The finite intersection property is useful in formulating an alternative definition of compactness: a space is compact if and only if every collection of closed sets having the finite intersection property has nonempty intersection. This formulation of compactness is used in some proofs of Tychonoff's theorem and the uncountability of the real numbers (see next section)

Applications

Theorem. Let X be a non-empty compact Hausdorff space that satisfies the property that no one-point set is open. Then X is uncountable.

Proof. We will show that if U ⊆ X is nonempty and open, and if x is a point of X, then there is a neighbourhood V ⊂ U whose closure doesn’t contain x (x may or may not be in U). Choose y in U different from x (if x is in U, then there must exist such a y for otherwise U would be an open one point set; if x isn’t in U, this is possible since U is nonempty). Then by the Hausdorff condition, choose disjoint neighbourhoods W and K of x and y respectively. Then K ∩ U will be a neighbourhood of y contained in U whose closure doesn’t contain x as desired.
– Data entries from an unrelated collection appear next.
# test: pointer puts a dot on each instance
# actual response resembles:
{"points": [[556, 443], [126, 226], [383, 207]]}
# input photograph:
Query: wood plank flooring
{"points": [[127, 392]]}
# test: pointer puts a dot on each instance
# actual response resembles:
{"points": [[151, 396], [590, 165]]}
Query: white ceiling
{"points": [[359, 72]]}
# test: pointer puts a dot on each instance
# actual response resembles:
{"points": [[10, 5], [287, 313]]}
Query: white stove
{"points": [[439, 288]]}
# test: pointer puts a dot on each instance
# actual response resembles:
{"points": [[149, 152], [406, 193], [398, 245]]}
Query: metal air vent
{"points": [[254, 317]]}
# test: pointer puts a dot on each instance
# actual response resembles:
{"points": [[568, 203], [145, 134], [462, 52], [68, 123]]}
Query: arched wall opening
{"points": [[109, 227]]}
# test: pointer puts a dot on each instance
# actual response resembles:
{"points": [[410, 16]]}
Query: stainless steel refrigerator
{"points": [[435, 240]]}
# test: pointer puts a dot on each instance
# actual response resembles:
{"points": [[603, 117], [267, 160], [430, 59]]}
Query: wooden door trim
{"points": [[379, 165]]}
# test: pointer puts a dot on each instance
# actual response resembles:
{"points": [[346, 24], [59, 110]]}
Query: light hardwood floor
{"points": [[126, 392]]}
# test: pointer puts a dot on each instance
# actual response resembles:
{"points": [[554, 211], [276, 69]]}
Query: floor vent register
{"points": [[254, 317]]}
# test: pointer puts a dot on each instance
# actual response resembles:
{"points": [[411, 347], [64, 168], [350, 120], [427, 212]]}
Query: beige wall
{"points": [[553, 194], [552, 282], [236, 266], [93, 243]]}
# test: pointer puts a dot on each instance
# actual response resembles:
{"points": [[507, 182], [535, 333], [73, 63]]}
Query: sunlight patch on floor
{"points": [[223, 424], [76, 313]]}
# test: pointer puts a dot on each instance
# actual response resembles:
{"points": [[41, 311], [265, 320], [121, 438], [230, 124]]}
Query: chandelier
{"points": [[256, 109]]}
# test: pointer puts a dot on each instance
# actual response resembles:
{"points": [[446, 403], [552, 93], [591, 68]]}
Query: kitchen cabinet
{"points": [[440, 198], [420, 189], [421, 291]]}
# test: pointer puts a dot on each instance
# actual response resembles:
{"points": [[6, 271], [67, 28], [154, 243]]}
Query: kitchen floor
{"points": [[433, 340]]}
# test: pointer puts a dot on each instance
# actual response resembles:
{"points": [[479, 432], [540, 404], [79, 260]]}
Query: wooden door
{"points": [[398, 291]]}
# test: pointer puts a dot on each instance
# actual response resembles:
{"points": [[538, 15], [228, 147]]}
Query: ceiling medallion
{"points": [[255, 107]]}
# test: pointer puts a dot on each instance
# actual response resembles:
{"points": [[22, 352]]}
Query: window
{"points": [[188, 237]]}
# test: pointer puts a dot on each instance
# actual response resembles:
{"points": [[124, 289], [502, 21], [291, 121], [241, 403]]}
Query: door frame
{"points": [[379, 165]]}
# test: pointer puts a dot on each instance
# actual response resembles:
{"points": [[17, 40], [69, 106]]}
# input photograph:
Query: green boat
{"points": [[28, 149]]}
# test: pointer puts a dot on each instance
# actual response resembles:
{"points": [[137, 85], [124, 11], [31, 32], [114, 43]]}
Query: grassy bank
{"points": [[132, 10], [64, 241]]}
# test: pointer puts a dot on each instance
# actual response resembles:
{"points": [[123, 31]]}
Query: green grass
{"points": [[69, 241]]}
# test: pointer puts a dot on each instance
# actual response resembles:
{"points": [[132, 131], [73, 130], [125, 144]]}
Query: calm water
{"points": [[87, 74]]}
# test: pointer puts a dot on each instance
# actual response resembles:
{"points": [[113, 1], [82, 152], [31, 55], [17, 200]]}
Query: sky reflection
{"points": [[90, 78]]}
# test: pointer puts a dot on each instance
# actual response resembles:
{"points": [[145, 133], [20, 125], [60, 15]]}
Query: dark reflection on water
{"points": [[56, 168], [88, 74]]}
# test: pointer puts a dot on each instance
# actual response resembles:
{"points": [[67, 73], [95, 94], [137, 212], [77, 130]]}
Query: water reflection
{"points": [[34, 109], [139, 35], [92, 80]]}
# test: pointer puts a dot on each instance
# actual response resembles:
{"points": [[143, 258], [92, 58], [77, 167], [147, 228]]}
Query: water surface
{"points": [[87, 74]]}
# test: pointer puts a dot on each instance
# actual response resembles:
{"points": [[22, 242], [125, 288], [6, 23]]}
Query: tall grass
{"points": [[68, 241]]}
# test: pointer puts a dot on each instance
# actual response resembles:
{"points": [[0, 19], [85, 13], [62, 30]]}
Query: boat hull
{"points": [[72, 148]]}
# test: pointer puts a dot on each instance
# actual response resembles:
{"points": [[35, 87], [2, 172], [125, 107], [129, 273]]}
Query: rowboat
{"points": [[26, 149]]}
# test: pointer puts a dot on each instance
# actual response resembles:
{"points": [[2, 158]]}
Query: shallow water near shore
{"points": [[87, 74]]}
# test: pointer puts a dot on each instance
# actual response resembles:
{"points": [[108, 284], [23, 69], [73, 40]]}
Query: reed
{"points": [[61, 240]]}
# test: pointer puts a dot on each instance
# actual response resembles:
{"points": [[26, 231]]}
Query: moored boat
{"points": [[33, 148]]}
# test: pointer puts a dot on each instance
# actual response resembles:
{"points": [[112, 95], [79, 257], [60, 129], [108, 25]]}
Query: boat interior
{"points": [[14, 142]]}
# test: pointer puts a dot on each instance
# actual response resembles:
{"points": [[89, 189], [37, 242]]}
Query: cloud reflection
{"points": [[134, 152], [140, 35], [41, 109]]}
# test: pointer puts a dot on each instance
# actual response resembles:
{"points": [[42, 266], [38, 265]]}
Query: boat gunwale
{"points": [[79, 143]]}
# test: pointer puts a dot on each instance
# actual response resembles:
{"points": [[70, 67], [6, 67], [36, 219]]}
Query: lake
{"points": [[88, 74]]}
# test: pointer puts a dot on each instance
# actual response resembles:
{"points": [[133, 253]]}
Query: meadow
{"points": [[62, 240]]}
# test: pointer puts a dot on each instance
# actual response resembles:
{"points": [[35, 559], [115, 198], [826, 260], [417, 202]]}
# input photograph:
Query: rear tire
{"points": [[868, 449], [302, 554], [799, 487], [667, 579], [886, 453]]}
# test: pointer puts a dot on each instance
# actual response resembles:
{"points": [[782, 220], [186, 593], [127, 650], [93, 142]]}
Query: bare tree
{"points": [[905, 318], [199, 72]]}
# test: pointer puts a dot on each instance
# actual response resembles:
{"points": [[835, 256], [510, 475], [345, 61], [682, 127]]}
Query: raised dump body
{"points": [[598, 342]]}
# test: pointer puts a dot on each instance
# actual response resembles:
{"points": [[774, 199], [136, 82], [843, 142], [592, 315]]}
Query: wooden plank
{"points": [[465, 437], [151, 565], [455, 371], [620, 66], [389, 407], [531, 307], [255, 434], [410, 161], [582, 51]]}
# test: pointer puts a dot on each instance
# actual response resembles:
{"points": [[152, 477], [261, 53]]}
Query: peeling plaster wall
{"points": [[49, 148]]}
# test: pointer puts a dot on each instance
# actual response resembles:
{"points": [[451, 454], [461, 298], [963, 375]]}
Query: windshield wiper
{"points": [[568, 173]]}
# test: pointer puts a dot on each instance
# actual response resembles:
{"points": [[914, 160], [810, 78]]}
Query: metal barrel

Now suppose f : N → X is a bijection, and let {x_i : i ∈ N} denote the image of f. Let X be the first open set and choose a neighbourhood U₁ ⊂ X whose closure doesn’t contain x₁. Secondly, choose a neighbourhood U₂ ⊂ U₁ whose closure doesn’t contain x₂. Continue this process whereby choosing a neighbourhood U_n+1 ⊂ U_n whose closure doesn’t contain x_n+1. Then the collection {U_i : i ∈ N} satisfies the finite intersection property and hence the intersection of their closures is nonempty (by the compactness of X). Therefore, there is a point x in this intersection. No x_i can belong to this intersection because x_i doesn’t belong to the closure of U_i. This means that x is not equal to x_i for all i and f is not surjective; a contradiction. Therefore, X is uncountable.

All the conditions in the statement of the theorem are necessary:

1. We cannot eliminate the Hausdorff condition; a countable set with the indiscrete topology is compact, has more than one point, and satisfies the property that no one point sets are open, but is not uncountable.

2. We cannot eliminate the compactness condition as the set of all rational numbers shows.

3. We cannot eliminate the condition that one point sets cannot be open as a finite space as the discrete topology shows.

Corollary. Every closed interval [a, b] with a < b is uncountable. Therefore, R is uncountable.

Corollary. Every perfect, locally compact Hausdorff space is uncountable.

Proof. Let X be a perfect, compact, Hausdorff space, then the theorem immediately implies that X is uncountable. If X is a perfect, locally compact Hausdorff space which is not compact, then the one-point compactification of X is a perfect, compact Hausdorff space. Therefore, the one point compactification of X is uncountable. Since removing a point from an uncountable set still leaves an uncountable set, X is uncountable as well.

Examples

A filter has the finite intersection property by definition.

Theorems

Let X be nonempty, F ⊆ 2^X, F having the finite intersection property. Then there exists an F′ ultrafilter (in 2^X) such that F ⊆ F′.

See details and proof in Csirmaz & Hajnal (1994). This result is known as ultrafilter lemma.

Variants

A family of sets A has the strong finite intersection property (sfip), if every finite subfamily of A has infinite intersection.